Dans l’intérêt des uns et des autres, Il est important de s’en tenir aux apparences, sauf pour les choses qui sont claires et indiscutables ; des choses sur lesquelles existent des textes explicites du Coran et de la sunna ou qui font l’unanimité de la communauté. Si ce n’est pas le cas, la vie du musulman reste sacrée.

 

Or, une mauvaise compréhension pousse certains zélés à sortir des limites du droit chemin. Il va sans dire qu’ils se dirigent droit vers des sentiers égarés. Un jour, en présence de ses Compagnons, le Prophète (r) traça sur le sol un long trait de chaque côté duquel il en dessina d’autres plus petits. Ensuite, en désignant celui du milieu, il s’exclama : « Voici le chemin d’Allah. » Au sujet des autres traits, il affirma : « Voici les mauvais sentiers. » Puis, il expliqua qu’à la tête de chaque sentier se tient un démon invitant les créatures à l’emprunter. C’est alors qu’il récita le Verset : [Voici Mon chemin droit, alors empruntez-le et ne suivez pas les sentiers qui vous en feront dévier].[5] (Sheïkh Luhaïdân).

 

Ibn Taïmiya résume ce principe : « En principe, le sang des musulmans ainsi que leurs biens et leur honneur sont mutuellement sacrés (interdit, défendu). Il est interdit de les profaner sans la permission d’Allah et de Son Messager. Le Prophète (r) déclara au cours du Pèlerinage de l’Adieu : « Votre sang, vos biens, et votre honneur vous sont sacrés comme le sont ce jour-ci, cette terre où vous êtes aujourd’hui, et ce mois-ci. »[6] Il a dit également : «  Tout ce qui touche au musulman est sacré pour son frère : son sang, ses biens, et son honneur. »[7] ; « Quiconque accomplit notre prière, s’oriente vers notre direction, et mange notre viande, est musulman. Il est sous la protection d’Allah et de Son Messager. » Dans ce registre, nous avons le hadîth : « Si deux musulmans se rencontrent  l’épée à la main, le tueur et la victime sont passibles de l’Enfer.
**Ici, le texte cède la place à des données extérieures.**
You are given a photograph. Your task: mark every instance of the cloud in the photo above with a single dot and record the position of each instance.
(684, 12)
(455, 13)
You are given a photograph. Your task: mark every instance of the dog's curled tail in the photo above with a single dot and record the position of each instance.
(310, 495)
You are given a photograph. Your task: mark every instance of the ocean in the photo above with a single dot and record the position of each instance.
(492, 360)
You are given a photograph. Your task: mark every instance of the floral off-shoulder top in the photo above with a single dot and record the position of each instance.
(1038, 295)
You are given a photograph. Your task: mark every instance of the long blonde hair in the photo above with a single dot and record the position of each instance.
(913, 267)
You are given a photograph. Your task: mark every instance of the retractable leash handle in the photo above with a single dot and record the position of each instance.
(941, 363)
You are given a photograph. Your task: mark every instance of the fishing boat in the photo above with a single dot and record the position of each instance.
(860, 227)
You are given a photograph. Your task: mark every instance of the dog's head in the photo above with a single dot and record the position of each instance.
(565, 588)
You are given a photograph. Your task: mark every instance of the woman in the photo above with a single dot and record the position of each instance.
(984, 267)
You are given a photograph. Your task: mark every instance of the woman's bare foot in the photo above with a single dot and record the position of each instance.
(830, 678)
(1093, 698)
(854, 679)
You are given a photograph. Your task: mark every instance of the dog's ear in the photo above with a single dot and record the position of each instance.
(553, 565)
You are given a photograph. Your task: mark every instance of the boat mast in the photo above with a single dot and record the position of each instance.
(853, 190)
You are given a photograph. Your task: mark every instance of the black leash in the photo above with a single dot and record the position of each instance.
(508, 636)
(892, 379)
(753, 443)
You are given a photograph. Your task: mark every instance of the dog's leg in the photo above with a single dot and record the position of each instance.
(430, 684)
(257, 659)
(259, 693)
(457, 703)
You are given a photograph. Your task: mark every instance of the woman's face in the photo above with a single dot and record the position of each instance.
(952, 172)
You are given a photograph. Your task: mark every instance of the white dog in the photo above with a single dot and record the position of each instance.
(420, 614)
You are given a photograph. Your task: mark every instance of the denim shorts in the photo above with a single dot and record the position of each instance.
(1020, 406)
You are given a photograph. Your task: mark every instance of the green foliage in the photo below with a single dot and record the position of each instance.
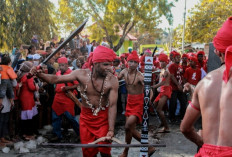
(111, 16)
(21, 19)
(206, 18)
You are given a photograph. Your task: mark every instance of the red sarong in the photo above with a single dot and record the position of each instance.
(164, 90)
(92, 128)
(134, 106)
(208, 150)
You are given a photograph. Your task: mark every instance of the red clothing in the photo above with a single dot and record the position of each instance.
(134, 106)
(164, 90)
(208, 150)
(91, 128)
(26, 96)
(61, 102)
(177, 71)
(193, 76)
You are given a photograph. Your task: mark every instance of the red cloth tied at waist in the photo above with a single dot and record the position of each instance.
(228, 63)
(164, 90)
(208, 150)
(134, 106)
(91, 128)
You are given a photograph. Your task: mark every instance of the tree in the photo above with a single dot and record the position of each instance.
(113, 15)
(205, 19)
(21, 19)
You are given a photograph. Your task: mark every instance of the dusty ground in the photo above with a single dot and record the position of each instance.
(176, 144)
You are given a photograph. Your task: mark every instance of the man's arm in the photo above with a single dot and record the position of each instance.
(191, 116)
(113, 96)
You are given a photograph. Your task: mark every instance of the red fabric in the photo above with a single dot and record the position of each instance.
(228, 63)
(133, 56)
(193, 76)
(62, 60)
(91, 128)
(200, 53)
(177, 71)
(103, 54)
(185, 55)
(193, 59)
(61, 102)
(208, 150)
(164, 90)
(26, 95)
(163, 58)
(223, 38)
(134, 106)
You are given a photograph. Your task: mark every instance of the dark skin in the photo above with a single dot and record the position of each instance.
(160, 104)
(214, 109)
(100, 71)
(134, 84)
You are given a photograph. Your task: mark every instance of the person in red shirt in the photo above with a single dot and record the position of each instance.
(192, 74)
(184, 62)
(165, 91)
(62, 104)
(176, 72)
(201, 61)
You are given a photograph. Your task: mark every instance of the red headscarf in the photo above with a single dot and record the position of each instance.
(185, 55)
(62, 60)
(103, 54)
(200, 53)
(193, 59)
(228, 63)
(223, 39)
(163, 58)
(133, 56)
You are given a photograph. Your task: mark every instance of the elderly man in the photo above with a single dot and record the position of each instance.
(212, 100)
(99, 91)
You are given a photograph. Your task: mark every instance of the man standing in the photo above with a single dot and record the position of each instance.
(63, 105)
(165, 92)
(176, 72)
(134, 108)
(212, 100)
(99, 92)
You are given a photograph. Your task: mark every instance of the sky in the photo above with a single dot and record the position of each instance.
(177, 11)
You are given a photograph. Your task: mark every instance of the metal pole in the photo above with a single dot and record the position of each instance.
(183, 28)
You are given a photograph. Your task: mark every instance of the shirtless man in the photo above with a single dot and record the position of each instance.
(211, 100)
(134, 108)
(99, 92)
(165, 92)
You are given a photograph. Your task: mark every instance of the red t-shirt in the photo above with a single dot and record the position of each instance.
(177, 71)
(193, 76)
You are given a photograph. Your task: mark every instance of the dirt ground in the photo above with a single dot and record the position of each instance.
(176, 144)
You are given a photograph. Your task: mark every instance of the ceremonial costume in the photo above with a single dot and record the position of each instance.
(94, 126)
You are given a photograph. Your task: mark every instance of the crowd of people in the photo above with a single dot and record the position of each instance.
(104, 84)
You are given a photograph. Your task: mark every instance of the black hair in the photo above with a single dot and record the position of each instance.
(5, 59)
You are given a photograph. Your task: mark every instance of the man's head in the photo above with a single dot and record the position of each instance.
(193, 62)
(63, 64)
(176, 57)
(163, 58)
(184, 58)
(102, 58)
(133, 60)
(5, 59)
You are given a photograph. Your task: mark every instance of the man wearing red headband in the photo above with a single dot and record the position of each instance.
(99, 93)
(165, 91)
(134, 108)
(176, 72)
(212, 100)
(192, 74)
(63, 105)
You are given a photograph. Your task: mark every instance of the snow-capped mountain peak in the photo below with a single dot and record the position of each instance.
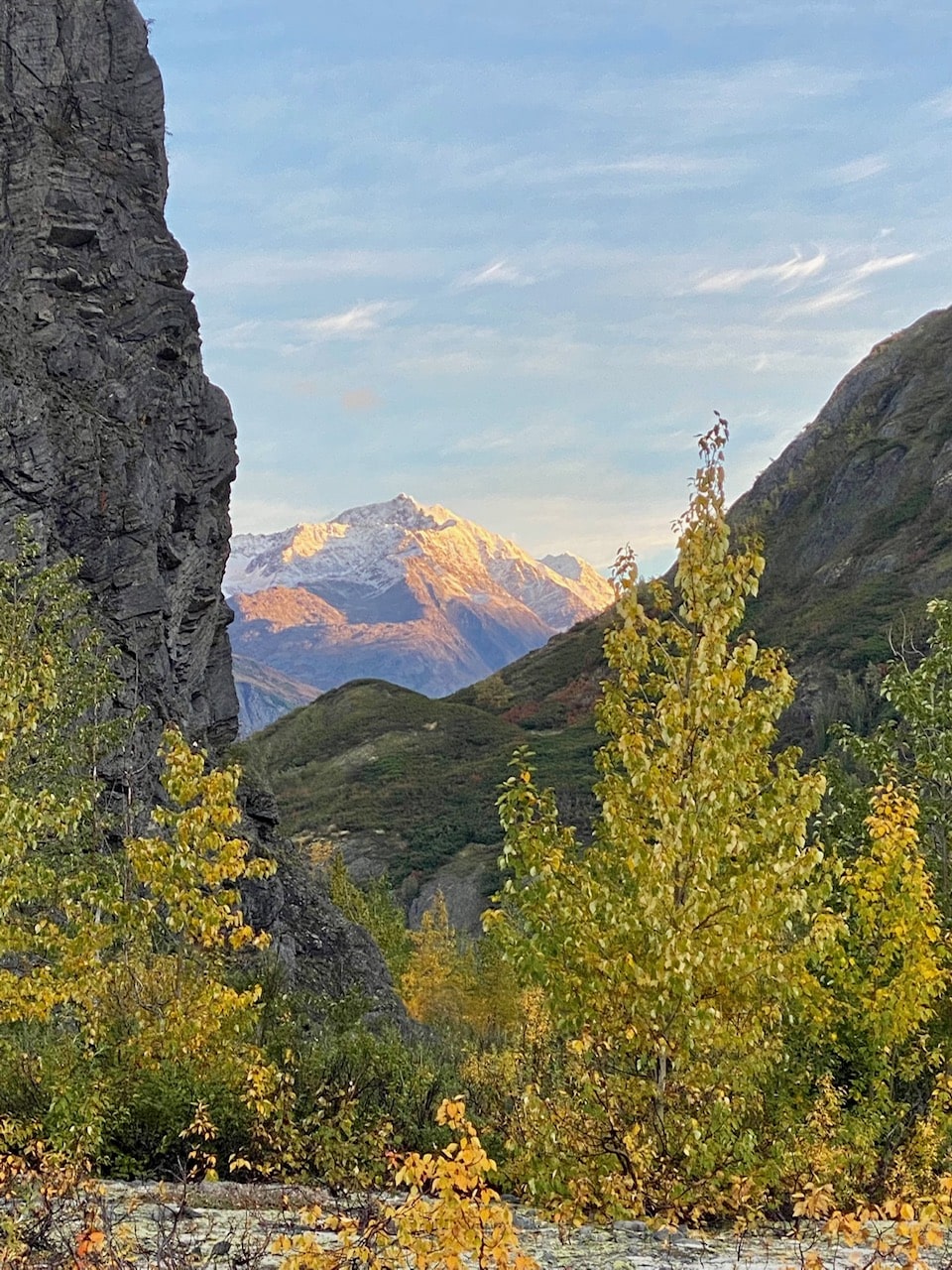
(399, 590)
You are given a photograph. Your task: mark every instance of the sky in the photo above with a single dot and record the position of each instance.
(511, 257)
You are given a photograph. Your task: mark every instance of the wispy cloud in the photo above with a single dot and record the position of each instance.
(789, 272)
(939, 105)
(499, 272)
(858, 169)
(881, 263)
(834, 298)
(359, 320)
(361, 399)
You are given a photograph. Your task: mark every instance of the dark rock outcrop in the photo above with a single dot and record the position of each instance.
(113, 444)
(112, 441)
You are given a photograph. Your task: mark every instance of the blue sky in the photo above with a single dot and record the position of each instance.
(511, 257)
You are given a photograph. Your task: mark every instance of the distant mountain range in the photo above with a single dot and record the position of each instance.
(413, 594)
(856, 518)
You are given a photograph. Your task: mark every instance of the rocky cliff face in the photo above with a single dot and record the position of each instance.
(113, 444)
(112, 441)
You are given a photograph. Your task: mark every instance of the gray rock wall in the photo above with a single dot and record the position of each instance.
(112, 440)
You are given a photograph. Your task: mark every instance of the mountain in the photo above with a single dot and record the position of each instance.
(266, 694)
(856, 517)
(398, 590)
(113, 444)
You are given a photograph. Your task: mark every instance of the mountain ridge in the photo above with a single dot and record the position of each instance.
(856, 518)
(399, 590)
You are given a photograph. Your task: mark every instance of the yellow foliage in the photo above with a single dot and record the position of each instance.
(666, 951)
(449, 1218)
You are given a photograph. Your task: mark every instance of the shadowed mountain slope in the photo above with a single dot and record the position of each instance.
(857, 524)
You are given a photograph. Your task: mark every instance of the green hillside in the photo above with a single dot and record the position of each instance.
(856, 517)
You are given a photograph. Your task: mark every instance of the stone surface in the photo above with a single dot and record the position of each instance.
(223, 1225)
(112, 441)
(113, 444)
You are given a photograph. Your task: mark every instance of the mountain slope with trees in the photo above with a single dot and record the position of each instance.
(856, 518)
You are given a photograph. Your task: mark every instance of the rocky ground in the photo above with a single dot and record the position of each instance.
(231, 1227)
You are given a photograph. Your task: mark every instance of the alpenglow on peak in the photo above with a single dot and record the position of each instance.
(400, 590)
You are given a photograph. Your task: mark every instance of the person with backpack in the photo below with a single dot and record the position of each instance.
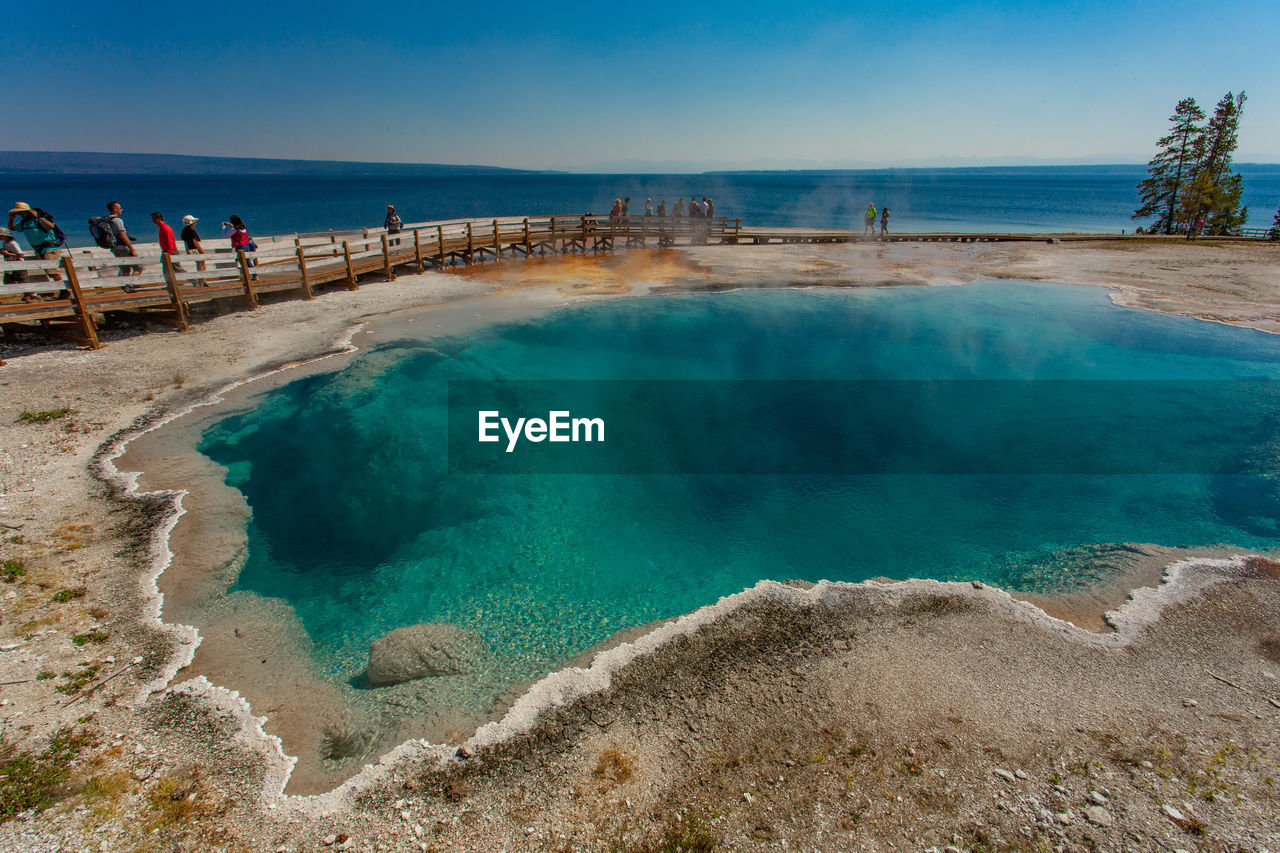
(393, 223)
(40, 231)
(241, 241)
(123, 243)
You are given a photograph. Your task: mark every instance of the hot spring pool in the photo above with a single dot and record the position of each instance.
(360, 525)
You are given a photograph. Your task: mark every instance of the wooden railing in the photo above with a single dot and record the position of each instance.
(67, 296)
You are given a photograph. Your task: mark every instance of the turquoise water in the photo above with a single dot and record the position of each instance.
(360, 525)
(1018, 199)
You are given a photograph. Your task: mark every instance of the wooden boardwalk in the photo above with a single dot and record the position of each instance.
(69, 296)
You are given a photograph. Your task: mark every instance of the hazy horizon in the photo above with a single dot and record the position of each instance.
(192, 164)
(680, 87)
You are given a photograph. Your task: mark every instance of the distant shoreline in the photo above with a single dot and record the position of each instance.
(42, 163)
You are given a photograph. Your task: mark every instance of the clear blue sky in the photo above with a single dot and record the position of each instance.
(579, 85)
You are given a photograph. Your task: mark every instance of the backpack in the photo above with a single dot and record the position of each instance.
(100, 229)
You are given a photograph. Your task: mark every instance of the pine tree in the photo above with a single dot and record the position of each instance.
(1173, 168)
(1215, 191)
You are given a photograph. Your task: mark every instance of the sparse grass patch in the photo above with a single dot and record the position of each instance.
(615, 766)
(95, 637)
(10, 570)
(106, 788)
(78, 679)
(41, 416)
(690, 834)
(37, 780)
(173, 801)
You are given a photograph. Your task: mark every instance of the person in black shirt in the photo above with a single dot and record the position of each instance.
(392, 223)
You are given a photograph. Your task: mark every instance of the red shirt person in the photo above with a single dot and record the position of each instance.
(168, 243)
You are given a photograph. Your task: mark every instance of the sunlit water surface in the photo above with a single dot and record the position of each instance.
(359, 525)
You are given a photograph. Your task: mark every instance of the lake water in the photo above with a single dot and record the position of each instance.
(1051, 199)
(364, 519)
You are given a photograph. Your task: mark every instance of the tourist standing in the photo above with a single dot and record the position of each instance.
(37, 227)
(190, 236)
(392, 223)
(241, 241)
(123, 242)
(164, 235)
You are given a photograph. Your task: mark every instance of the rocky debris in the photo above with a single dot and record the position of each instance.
(424, 651)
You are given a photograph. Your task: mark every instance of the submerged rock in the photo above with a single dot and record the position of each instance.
(423, 651)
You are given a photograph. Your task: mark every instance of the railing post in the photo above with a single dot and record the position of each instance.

  • Cher Messager d’Allah, lui at-on demandé, pour le tueur c’est compréhensible, mais quel mal a fait la victime ?
  • Il cherchait à tuer son adversaire, at-il expliqué.»[8]

Un autre hadîth nous apprend : « Ne devenez pas mécréants après moi en brandissant vos épées les uns contre les autres. »[9] Mais encore : « L’accusation de mécréant à l’encontre de son frère s’applique inévitablement sur l’un des deux individus en présence. »[10] Tous ces propos prophétiques se trouvent dans les deux recueils authentiques. »[11]

 

[1] Propos authentifié par el Albânî dans silsilat el ahâdîth e-sahiha (n° 958).

[2] Voir : e-tawhîd awwalan.

[3] Rapporté par el Bukhârî (n° 4269), et Muslim (n° 96), selon Usâma ibn Zaïd (y).

[4] Rapporté par el Bukhârî (25), et Muslim (22), selon ‘Abd Allah ibn ‘Omar – qu’Allah les agrée son père et lui –.

[5] Le bétail ; 153

[6] Rapporté par el Bukharî (1741) et Muslim (1679), selon Abû Bakra, qu’Allah l’agrée.

[7] Rapporté par Muslim (2564), selon Abû Huraïra, qu’Allah l’agrée.

[8] Rapporté par el Bukharî (31) et Muslim (2888), selon Abû Bakra.

[9] Rapporté par el Bukharî (121) et Muslim (65), selon Jarîr ibn ‘Abd Allah, qu’Allah l’agrée.

[10] Majmû’ el Fatâwa (3/283).

[11] Rapporté par el Bukharî (6104) et Muslim (60), selon ibn ‘Omar, qu’Allah l’agrée.